Most women with epilepsy will have a normal vaginal delivery. The risk of having a seizure when you are in labour is between 1% and 2%. If you have a seizure during labour, it does not mean that you cannot continue on to have a normal delivery. Once the situation is assessed you may still be able to have a normal delivery. If the obstetrician has any health concerns about you or the baby they may suggest a caesarean section.

The below are some suggestions for lowering the risk of having a seizure during labour:

  • Take your own epilepsy medicine clearly labelled to the hospital with you, and take it at your usual time. You may want to “blister pack” your medication. Your pharmacist can help guide you with this.  You could ask your midwife or your birth partner to help you remember to take it. 
  • Consider an early epidural.
  • Discuss seizure management with both your epilepsy specialist and obstetrician before your planned hospital admission; have this documented in your maternity hospital notes.
  • Typical triggers to including vomiting, sleep deprivation, emotional stress and pain may increase your risk of having a seizure. Ensure that the team caring for you are aware of your usual triggers and how best to avoid/treat them.
  • If you feel nauseous or sick, make sure to ask your midwife for something to help with this as it is very important to continue your seizure medicine as normal during this time. If you cannot take your medication as normal your midwife will have to consider giving it to you via another route (i.e intravenously).

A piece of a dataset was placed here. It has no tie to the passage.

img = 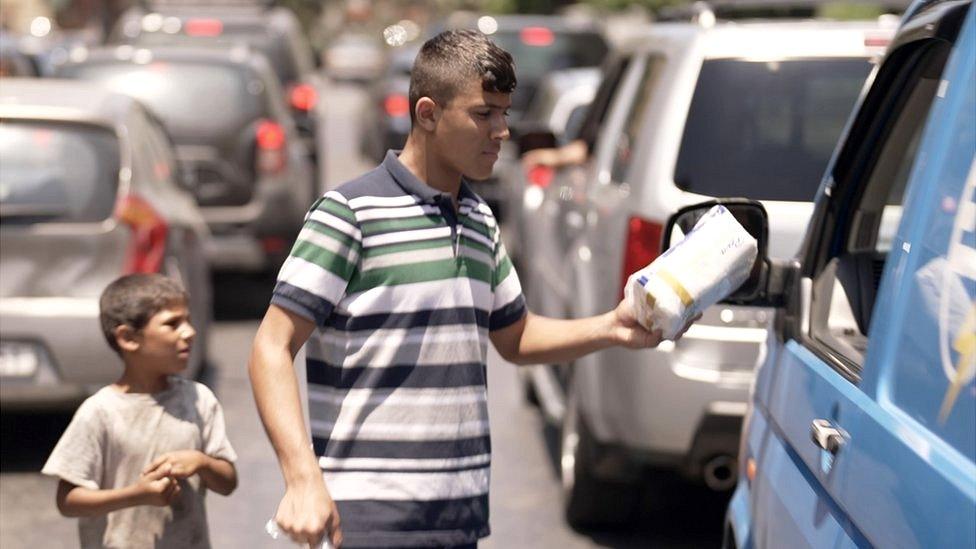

With regard to pain relief during labour, there are number of options that are open to women with epilepsy. The below are some things to consider when discussing with your medical team: 

  • High doses of pethidine (a drug used for pain relief in the early stages of labour) can trigger seizures; therefore it is best avoided. An alternative medication can be used instead - please discuss with your Obstetrician.
  • An early epidural should be considered in order to promote rest and pain relief.
  • Doing breathing exercises and using gas and air may help you manage pain during labour. But you should be careful not to over-breathe. Overbreathing can trigger seizures for some people.
  • Unsupervised water births, and having an unsupervised bath during labour are not usually recommended for women with epilepsy due to the risk of drowning as a result of a seizure.
  • TENS machines are often used for pain relief during labour. These are perfectly suitable for you if you have epilepsy.

Vitamin K

All children born to mothers taking enzyme inducing ASMs should be given 1mg of vitamin K by injection at delivery. However, in the Republic of Ireland all babies are routinely given 1mg of Vitamin K intramuscular to prevent haemorrhagic disease of the new-born.